Weekly COVID-19 cases among skilled nursing home staff members and residents set new records earlier this month, according to the National Investment Center for Seniors Housing & Care.
Virus cases among staff members jumped 475%, from approximately 5,800 on Dec. 19 to more than 33,400 new cases on Jan. 2. NIC said it is the highest rate since the Centers for Medicare & Medicaid Services began reporting data in June 2020.
For the week ending Jan. 9, more than 57,000 new cases were reported among SNF staff members, double the peak of fall 2020 cases for COVID-19. Comparatively, approximately 29,000 cases were for the week ending Dec. 13, 2020.
Newly reported cases of COVID-19 among skilled nursing residents increased by 240%, from more than 4,200 cases on Dec. 19, 2020, to about 14,400 new cases on Jan. 2. More than 32,000 new cases were reported for the week ending Jan. 9.
Nursing homes in Northeast region of the country reported the highest per-resident rate of new COVID-19 infections, at 1.64%, followed by the South (1.43%), the Midwest (1.39%) and then the West (0.49%), according to CMS data as of Jan. 2, compiled by NIC’s skilled nursing COVID-19 tracker.
The good news, NIC said, is that although more cases were reported due to the relatively easy transmission of the omicron variant, fatalities among SNF residents were relatively low.
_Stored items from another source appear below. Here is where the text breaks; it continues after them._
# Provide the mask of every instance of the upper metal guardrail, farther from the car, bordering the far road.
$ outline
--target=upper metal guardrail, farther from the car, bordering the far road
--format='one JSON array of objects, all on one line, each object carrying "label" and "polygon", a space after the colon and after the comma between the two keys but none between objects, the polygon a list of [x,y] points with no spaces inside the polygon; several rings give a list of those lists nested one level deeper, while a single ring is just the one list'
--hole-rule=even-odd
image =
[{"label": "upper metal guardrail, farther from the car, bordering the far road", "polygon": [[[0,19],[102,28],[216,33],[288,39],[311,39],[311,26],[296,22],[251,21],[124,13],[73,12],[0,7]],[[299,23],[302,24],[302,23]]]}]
For the week ending Jan. 2, fatalities as percent of residents stood at 0.04%, 50 basis points below the highest level recorded Dec. 20 (0.54%).
“Since December 2020, vaccinations have made a significant contribution to mitigate the risk of severe illness and fatalities among skilled nursing residents, even during the delta variant surge in recent months,” Omar Zahraoui, NIC data analyst, wrote in a blog Monday.
Handling requests for medical exemptions
The news comes at the same time that AMDA–The Society for Post-Acute and Long-Term Care Medicine is releasing guidance for facilities on how to handle requests for medical exemptions to COVID-19 vaccination.
The society suggests that providers use a standardized medical exemption request form for workers who cannot take the vaccine. The form, AMDA said, should “list the acceptable medical exemptions at the top of the form to eliminate the opportunity for free-texting and/or making a blanket statement that the individual should be exempted.”
AMDA provides a template that nursing homes can use on its website
Christopher E. Laxton, CAE, executive director of AMDA–The Society for Post-Acute and Long-Term Care Medicine, told the McKnight’s Business Daily that the society was pleased with last week’s Supreme Court ruling that upheld the vaccine mandate for staff at Medicare and Medicaid-funded facilities such as nursing homes.
“This step will help protect our nation’s most vulnerable citizens who reside in nursing homes, and those who care for them. …Higher levels of staff vaccination and boosting is a key step in preventing the unnecessary and avoidable increase in illness and death among staff and residents in our setting of care,” he said.